Em um território marcado por grandes distâncias, rios extensos e comunidades de difícil acesso, o Acre tem se destacado nacionalmente pela eficiência e humanidade no atendimento aeromédico. A atuação integrada do Centro Integrado de Operações Aéreas (Ciopaer) e do Serviço de Atendimento Móvel de Urgência (Samu) tornou-se referência ao garantir rapidez, segurança e, sobretudo, a preservação de vidas. Somente no ano passado, 62 pessoas foram resgatadas e transportadas com sucesso por meio das operações aeromédicas no estado.
A parceria entre a Secretaria de Estado de Saúde (Sesacre) e a Secretaria de Estado de Justiça e Segurança Pública (Sejusp) demonstra que a união entre saúde e segurança pública gera resultados concretos. Helicópteros e aviões chegam onde ambulâncias não conseguem: aldeias indígenas, comunidades ribeirinhas e municípios isolados, levando atendimento especializado a quem mais precisa, no momento mais decisivo.
Para o comandante do Ciopaer, coronel Sergio Albuquerque, cada missão reforça o compromisso com a vida. “Nosso objetivo é garantir que cada minuto conte. Em muitos resgates, o tempo é o fator determinante entre a vida e a morte. O trabalho aeromédico salva vidas e representa o que há de mais essencial no serviço público”, destacou.
A história dessa excelência também é construída por profissionais que vivenciam, na prática, a emoção de salvar vidas. A enfermeira emergencista Solange Almeida, com mais de 20 anos de atuação no Samu, participou do primeiro resgate aeromédico do Acre, em 2009. Ela relembra com emoção o início dessa trajetória. “Durante um treinamento, fomos acionados para um atendimento real, em um grave acidente na estrada de Manoel Urbano. Ali percebemos o quanto essa parceria seria transformadora”, contou.
Segundo Solange, a satisfação profissional é imensa. “Saber que conseguimos chegar a lugares onde o socorro terrestre não alcança é gratificante. Cada vida salva renova nossa fé, nossa gratidão a Deus e o reconhecimento ao governo por garantir estrutura e condições para esse trabalho”, afirmou.
Para manter o alto padrão de qualidade, o Ciopaer e o Samu realizam simulações periódicas de resgate aeromédico. Os treinamentos aprimoram protocolos, fortalecem a integração das equipes e preparam os profissionais para cenários reais, muitas vezes complexos e desafiadores, comuns na região amazônica.
O coronel do Corpo de Bombeiros, Cleiton Almeida, ressaltou que os investimentos feitos pelo Estado são fundamentais e estratégicos. “Salvar vidas não tem preço. Quando comparamos o custo de uma hora de voo com o de um dia de internação em UTI, fica claro que o investimento em resgate aeromédico é não apenas humano, mas também altamente eficiente”, enfatizou.

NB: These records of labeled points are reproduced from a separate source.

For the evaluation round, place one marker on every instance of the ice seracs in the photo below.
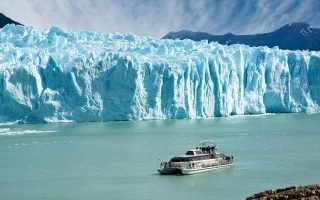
(59, 75)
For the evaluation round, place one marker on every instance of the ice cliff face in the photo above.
(57, 75)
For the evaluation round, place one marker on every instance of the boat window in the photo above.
(189, 153)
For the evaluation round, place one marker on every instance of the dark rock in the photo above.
(295, 36)
(309, 192)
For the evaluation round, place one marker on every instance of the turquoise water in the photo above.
(118, 160)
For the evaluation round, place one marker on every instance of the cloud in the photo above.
(156, 18)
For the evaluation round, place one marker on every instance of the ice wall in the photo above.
(57, 75)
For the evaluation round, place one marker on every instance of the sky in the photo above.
(158, 17)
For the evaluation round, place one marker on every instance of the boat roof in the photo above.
(190, 156)
(207, 143)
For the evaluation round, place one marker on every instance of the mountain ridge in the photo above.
(294, 36)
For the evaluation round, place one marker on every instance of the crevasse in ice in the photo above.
(58, 75)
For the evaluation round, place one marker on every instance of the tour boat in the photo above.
(202, 158)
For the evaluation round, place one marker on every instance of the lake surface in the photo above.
(118, 160)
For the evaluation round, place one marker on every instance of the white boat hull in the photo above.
(199, 170)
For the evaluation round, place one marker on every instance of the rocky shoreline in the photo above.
(309, 192)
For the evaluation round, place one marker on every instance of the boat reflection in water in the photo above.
(202, 158)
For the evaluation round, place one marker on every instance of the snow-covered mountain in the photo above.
(58, 75)
(295, 36)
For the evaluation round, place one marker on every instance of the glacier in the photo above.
(58, 75)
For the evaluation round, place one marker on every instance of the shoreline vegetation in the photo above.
(309, 192)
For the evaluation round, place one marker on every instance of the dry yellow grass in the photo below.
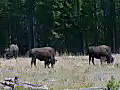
(69, 72)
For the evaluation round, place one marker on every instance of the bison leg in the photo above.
(52, 65)
(47, 63)
(33, 61)
(89, 59)
(101, 60)
(93, 60)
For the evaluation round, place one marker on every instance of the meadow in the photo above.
(69, 72)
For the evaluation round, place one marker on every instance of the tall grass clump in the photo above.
(113, 84)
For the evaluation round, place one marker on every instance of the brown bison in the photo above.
(100, 51)
(46, 54)
(12, 51)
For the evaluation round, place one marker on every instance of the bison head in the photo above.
(110, 60)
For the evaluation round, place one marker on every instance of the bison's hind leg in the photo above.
(33, 61)
(89, 59)
(93, 60)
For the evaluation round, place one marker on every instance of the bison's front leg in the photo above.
(46, 63)
(93, 60)
(101, 60)
(89, 59)
(33, 61)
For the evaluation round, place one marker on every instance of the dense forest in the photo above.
(67, 25)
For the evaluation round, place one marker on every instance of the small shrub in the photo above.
(113, 84)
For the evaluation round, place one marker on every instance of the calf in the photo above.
(100, 51)
(46, 54)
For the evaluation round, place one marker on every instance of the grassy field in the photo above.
(70, 72)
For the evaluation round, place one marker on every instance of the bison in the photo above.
(13, 51)
(99, 52)
(46, 54)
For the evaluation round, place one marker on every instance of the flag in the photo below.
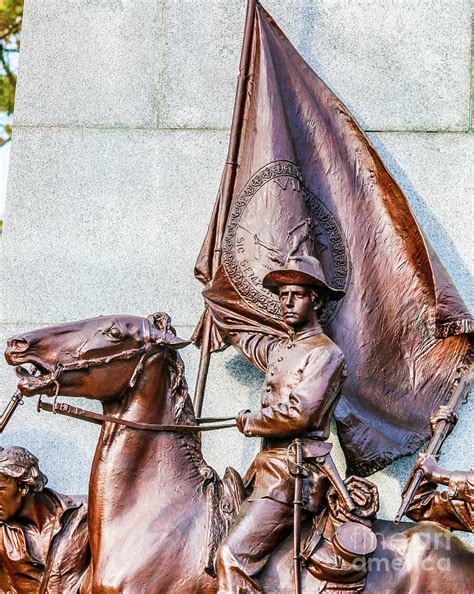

Criado oficialmente em 11 de setembro de 2009, o Ciopaer iniciou suas atividades com apenas uma aeronave. Hoje, o Acre conta com uma frota moderna composta por três aviões de asa fixa, três helicópteros e drones de última geração, representando um salto significativo na capacidade operacional do Estado.
Atualmente, 47 profissionais altamente qualificados — entre pilotos, médicos, enfermeiros e mecânicos — atuam nas missões aeromédicas, com bases em Rio Branco, atendendo o Alto e Baixo Acre, e em Cruzeiro do Sul, responsável pelo Vale do Juruá. Planejamento rigoroso, preparo técnico e coragem definem o trabalho dessas equipes que enfrentam diariamente os desafios da Amazônia.
E os avanços continuam. A segurança pública e a saúde do Acre serão ainda mais fortalecidas com a chegada do novo avião do Corpo de Bombeiros Militar do Acre (CBMAC), o Cessna Grand Caravan EX. A aeronave, equipada com kit aeromédico completo — incluindo incubadora neonatal, ventilador pulmonar, desfibrilador, monitor cardíaco e bomba de infusão — ampliará significativamente a capacidade de resposta do Estado em emergências.
O secretário de Saúde, Pedro Pascoal, destacou a importância desse reforço, previsto para chegar ainda neste mês de fevereiro. “Essa nova aeronave representa um grande avanço para o atendimento emergencial. Ela vai reduzir o tempo de resposta e garantir que o Estado continue salvando vidas, especialmente nas comunidades mais distantes”, afirmou.
Com investimentos contínuos, integração entre instituições e profissionais comprometidos, o Acre demonstra que é possível transformar desafios geográficos em exemplos de eficiência, humanidade e excelência no cuidado com a vida.